The Treasury secretary has been tasked by the White House to develop recommendations for a revamp of the government’s financial literacy education efforts and to share those recommendations with the Office of Management and Budget (OMB) before Oct. 1.
The administration says it will consider “streamlining and consolidation” proposals as part of its fiscal 2020 budget.
This effort is part of a government-wide reform plan detailed in a report released earlier this week by the White House through OMB. The plan – the same one that seeks consolidation of the Department of Labor and Department of Education, nutrition assistance programs and more – also envisions a reduction in the number of agencies involved in financial literacy and education; better coordination with nongovernmental entities; and a “data-driven” approach to increase the impact of financial literacy programs and make financial literacy information more accessible.
The reform plan emphasizes Treasury’s role as head of the Financial Literacy and Education Commission (FLEC), where Consumer Financial Protection (BCFP) Acting Director Mick Mulvaney serves as vice chair.
Created in 2003, the council now includes the heads of 22 federal agencies (including all the federal financial institution regulators) and the White House Domestic Policy Council. FLEC’s charge was to improve financial literacy and education in the U.S. through a national strategy, but the White House document says FLEC has had “limited success rationalizing federal efforts to promote access to quality financial literacy and education tools for all Americans.”
The types of proposals it seeks include, but are not limited to, the following:
- Using an evidence-based approach to articulate a national vision that outlines the appropriate role for the federal government and leverages the current work of non-profit organizations, the private sector, and state and local governments.

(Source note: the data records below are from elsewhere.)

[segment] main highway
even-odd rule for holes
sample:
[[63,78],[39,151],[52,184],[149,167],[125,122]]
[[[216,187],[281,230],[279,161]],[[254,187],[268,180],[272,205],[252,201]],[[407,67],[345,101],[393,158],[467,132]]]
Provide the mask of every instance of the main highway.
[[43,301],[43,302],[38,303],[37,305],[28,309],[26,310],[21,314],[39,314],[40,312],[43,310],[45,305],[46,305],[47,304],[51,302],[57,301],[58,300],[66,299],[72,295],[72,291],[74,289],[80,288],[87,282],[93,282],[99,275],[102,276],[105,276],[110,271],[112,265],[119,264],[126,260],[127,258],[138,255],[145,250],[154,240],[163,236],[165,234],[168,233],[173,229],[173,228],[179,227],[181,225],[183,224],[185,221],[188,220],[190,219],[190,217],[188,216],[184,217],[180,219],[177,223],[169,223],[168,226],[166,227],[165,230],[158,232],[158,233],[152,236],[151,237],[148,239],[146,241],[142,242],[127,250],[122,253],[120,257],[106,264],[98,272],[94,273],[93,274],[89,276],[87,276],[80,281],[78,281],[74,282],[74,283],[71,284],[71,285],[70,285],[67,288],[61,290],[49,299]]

- Elimination and development of programs based on how much knowledge participants are acquiring from the financial literacy and education program, as well as how likely the program is to result in behavior that leads to greater financial capability.
- Consolidation of financial literacy programs into fewer agencies, with a mandate that they consult with relevant experts in other agencies.
- Consolidation of financial literacy policy and research into a single agency or commission that would evaluate both existing programs and proposals for future programs.
The plan says the federal government spends $250 million annually on financial literacy and education and that another $170 million is spent on technical assistance and education for entrepreneurs by the Small Business Administration, “one component of which addresses financial literacy.” It says six of the agencies that administer financial literacy programs account for nearly 90% of related federal spending, but only three agencies have evaluated their programs for outcomes measuring changes in behavior.
FLEC, the report says, is currently reviewing, among other things, the appropriate federal role and methods to support outside programs (of non-profits and the private sector, state and local governments, etc.); consolidation of efforts; best practices; developing a high-quality curriculum; oversight and governance; alignment with a government-wide mission.